I've been reading Manifolds, Tensor Analysis, and Applications recently, and have a question about how to construct a two dimensional integrable distribution on $SO(3)$.
Let $M$ be a manifold, the Local Frobenius Theorem says that a subbundle $E$ of $TM$ is involutive if and only if it is integrable.

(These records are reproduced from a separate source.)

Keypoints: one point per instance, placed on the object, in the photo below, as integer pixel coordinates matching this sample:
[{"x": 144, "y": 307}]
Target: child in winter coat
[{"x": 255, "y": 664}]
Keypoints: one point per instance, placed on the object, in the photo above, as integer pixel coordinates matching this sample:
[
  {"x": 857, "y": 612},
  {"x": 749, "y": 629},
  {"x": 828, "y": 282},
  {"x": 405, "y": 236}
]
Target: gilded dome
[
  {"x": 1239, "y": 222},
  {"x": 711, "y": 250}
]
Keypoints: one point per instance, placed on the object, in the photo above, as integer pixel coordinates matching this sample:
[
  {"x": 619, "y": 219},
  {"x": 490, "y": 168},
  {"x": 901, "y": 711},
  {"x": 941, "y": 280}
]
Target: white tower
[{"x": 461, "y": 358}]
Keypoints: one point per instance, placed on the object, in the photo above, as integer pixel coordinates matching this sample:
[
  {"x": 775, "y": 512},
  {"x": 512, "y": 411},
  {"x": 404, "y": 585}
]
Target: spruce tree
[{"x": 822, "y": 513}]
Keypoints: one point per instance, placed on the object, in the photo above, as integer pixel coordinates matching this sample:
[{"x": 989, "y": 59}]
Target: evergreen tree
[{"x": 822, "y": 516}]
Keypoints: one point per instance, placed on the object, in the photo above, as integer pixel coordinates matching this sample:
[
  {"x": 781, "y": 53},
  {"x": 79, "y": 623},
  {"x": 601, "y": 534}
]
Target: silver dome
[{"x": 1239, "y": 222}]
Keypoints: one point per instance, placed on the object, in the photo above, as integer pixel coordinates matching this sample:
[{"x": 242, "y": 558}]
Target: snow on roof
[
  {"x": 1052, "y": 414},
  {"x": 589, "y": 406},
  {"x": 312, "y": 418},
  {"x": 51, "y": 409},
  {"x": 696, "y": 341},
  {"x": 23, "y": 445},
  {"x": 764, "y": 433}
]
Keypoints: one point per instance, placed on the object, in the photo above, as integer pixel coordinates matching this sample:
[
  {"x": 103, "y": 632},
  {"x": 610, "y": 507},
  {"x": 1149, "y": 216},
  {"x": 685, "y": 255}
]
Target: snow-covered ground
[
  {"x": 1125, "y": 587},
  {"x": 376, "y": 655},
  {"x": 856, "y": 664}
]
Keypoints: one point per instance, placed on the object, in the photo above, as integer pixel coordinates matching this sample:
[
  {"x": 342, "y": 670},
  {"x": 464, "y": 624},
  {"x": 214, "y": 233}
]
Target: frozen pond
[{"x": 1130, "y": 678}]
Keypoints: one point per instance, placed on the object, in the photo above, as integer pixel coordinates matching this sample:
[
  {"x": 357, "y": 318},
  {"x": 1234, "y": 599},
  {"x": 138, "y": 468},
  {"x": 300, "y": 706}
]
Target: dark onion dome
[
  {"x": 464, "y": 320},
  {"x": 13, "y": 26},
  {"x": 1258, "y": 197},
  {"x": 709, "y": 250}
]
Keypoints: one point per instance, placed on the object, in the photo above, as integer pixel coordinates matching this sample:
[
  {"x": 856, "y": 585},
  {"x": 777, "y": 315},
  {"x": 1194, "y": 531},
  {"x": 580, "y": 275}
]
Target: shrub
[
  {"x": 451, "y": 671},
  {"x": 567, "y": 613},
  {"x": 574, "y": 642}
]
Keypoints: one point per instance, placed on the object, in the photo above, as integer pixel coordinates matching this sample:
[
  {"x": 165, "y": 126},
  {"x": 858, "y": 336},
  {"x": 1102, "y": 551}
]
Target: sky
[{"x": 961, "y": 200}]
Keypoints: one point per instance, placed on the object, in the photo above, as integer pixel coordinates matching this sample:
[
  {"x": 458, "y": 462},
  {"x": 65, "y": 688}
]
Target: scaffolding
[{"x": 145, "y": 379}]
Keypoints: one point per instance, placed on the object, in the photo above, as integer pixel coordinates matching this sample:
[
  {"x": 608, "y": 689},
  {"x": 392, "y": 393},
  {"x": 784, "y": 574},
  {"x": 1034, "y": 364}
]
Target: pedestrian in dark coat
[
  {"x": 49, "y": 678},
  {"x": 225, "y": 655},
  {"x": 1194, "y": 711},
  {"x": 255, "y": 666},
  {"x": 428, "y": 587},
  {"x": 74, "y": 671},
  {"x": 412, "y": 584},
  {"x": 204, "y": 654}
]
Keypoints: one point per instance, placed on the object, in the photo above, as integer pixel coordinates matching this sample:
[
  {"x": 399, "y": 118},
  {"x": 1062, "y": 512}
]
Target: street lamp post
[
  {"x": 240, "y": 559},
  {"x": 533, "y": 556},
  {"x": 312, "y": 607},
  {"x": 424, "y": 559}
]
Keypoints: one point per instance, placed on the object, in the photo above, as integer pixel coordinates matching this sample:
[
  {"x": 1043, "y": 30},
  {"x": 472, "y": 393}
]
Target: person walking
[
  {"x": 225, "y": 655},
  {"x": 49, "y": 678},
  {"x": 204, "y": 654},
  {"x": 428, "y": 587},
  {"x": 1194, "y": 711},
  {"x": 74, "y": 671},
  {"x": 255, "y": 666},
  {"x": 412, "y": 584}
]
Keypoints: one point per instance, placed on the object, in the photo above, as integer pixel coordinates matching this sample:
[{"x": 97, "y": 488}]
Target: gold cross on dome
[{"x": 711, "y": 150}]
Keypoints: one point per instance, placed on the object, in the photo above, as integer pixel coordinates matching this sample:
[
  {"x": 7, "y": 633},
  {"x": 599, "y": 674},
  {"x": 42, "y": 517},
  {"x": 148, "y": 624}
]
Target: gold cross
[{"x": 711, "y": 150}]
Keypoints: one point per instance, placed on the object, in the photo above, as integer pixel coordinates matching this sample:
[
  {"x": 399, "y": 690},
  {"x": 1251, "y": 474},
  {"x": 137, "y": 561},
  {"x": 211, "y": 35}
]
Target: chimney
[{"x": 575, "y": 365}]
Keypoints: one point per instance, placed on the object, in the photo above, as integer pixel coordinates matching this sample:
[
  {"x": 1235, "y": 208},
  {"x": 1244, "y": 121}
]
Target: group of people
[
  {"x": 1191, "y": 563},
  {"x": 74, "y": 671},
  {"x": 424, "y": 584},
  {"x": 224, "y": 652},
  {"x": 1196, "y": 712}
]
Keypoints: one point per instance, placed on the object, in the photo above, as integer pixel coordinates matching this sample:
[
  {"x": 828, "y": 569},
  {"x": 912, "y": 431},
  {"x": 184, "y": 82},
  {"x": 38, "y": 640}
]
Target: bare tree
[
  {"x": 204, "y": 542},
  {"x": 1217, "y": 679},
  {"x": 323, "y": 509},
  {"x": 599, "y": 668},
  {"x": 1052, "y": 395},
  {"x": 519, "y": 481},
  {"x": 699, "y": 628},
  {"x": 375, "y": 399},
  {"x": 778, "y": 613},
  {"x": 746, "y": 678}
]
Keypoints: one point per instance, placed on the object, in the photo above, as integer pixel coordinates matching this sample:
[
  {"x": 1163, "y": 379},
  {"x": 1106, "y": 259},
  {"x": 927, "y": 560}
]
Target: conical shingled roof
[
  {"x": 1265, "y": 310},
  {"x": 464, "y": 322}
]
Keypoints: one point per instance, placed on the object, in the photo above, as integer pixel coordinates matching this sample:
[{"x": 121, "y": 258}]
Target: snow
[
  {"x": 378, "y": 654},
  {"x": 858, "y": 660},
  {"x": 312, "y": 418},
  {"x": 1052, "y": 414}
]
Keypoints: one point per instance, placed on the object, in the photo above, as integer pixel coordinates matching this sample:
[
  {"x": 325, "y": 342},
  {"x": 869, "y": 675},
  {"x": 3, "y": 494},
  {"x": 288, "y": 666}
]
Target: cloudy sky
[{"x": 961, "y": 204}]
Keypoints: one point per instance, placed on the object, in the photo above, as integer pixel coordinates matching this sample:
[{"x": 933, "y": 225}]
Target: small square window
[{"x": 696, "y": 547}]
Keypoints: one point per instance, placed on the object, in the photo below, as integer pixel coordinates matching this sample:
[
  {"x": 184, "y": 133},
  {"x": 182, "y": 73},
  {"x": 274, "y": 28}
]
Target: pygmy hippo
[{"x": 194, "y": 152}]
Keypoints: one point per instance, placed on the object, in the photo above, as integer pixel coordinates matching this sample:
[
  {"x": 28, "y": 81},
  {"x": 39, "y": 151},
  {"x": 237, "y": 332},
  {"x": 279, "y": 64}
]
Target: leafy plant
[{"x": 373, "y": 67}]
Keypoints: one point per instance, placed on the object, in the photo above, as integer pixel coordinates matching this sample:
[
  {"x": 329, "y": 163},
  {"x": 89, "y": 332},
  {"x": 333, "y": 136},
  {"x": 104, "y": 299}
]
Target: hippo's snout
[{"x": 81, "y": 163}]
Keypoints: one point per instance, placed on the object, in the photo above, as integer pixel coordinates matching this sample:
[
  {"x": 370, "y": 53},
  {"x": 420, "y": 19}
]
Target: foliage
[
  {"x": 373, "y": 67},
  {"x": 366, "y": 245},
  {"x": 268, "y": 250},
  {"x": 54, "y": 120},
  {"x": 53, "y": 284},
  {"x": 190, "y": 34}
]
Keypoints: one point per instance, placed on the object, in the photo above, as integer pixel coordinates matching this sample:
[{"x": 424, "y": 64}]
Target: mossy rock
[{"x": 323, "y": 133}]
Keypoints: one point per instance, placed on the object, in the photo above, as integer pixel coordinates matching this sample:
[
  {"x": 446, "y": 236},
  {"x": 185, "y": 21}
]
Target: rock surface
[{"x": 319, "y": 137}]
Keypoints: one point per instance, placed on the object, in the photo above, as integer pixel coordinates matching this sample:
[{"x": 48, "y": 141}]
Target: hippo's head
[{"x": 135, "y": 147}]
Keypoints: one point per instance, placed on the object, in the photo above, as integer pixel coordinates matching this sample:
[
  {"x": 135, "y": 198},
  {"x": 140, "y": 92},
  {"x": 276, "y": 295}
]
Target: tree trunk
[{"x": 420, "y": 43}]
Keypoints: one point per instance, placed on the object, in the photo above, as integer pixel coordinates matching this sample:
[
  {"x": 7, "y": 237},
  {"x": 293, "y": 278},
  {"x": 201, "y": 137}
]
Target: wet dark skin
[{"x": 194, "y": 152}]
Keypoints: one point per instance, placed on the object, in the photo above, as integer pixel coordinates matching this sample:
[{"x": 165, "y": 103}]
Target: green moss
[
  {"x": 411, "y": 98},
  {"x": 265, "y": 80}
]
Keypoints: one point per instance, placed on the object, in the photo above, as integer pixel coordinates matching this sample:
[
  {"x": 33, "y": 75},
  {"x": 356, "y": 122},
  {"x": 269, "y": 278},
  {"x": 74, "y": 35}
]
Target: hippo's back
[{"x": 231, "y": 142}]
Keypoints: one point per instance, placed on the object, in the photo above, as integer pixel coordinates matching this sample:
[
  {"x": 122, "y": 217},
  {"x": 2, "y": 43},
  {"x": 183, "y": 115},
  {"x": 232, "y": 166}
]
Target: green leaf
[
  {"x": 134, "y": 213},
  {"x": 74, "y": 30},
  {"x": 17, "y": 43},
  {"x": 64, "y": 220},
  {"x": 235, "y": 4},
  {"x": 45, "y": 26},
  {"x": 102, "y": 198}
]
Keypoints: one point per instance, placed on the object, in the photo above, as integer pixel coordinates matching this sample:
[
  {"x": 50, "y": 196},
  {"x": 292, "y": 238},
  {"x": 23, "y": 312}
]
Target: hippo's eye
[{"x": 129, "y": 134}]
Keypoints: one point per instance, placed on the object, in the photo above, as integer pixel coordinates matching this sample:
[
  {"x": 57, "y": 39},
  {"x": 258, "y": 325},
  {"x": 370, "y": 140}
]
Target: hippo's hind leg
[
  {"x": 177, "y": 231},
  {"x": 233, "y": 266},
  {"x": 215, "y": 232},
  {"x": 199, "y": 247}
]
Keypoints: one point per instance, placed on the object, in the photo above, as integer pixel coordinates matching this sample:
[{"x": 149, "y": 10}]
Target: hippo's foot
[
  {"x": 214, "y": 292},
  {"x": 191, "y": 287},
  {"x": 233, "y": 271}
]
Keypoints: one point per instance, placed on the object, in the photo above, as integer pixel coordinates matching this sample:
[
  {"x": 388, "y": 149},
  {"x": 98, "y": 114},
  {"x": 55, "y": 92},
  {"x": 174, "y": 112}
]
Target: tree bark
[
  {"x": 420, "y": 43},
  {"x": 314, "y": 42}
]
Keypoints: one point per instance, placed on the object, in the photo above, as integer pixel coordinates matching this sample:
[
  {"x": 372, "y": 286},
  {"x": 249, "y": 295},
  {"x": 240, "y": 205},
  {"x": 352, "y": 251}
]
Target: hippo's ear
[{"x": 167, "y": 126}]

So I'm trying to construct two vector fields $ X, Y $ defined on open sets of $SO(3)$ such that $[X, Y]$ take values in the distribution generated by $X, Y$.
This two vector fields $X, Y$ can not be left-invariant at the same time, otherwise they can be moved to the identity, and $[X,Y]$ can be computed directly by the Lie-bracket of $\mathfrak{so(3)}$. Identifying $\mathfrak{so(3)}$ with $R^3$ by $$\left ( \begin{array} &0 & -c & b \\ c & 0 &-a \\ -b & a & 0\\ \end{array} \right ) \cong \left ( \begin{array} & a\\b\\c\\ \end{array} \right ) , $$ it can be verified that for any two linearly independent vectors $v_1, v_2$ in $R^3$, $v_1 \times v_2$ can not be in $span\{v_1, v_2 \}$, which means that $[X, Y]$ can not take values in the distribution generated by $X, Y$.
And I got stuck here. My questions are:
- For any given vector fields $ X, Y $, how to compute $[X, Y]$ directly, where $X, Y$ are not assumed to be left-invariant;
- Do such a two dimensional integrable distribution exist? If yes, how can I construct it? If not, how to prove?
Any hint or comment will be appreciate.
I believe that the answer is that there does exist such a distribution. To see this, recall that $S^3$ is the double cover of $\mathrm{SO}(3) \cong \mathbb{RP}^3$ and notice that the Reeb foliation of $S^3$ is stable under the antipodal map.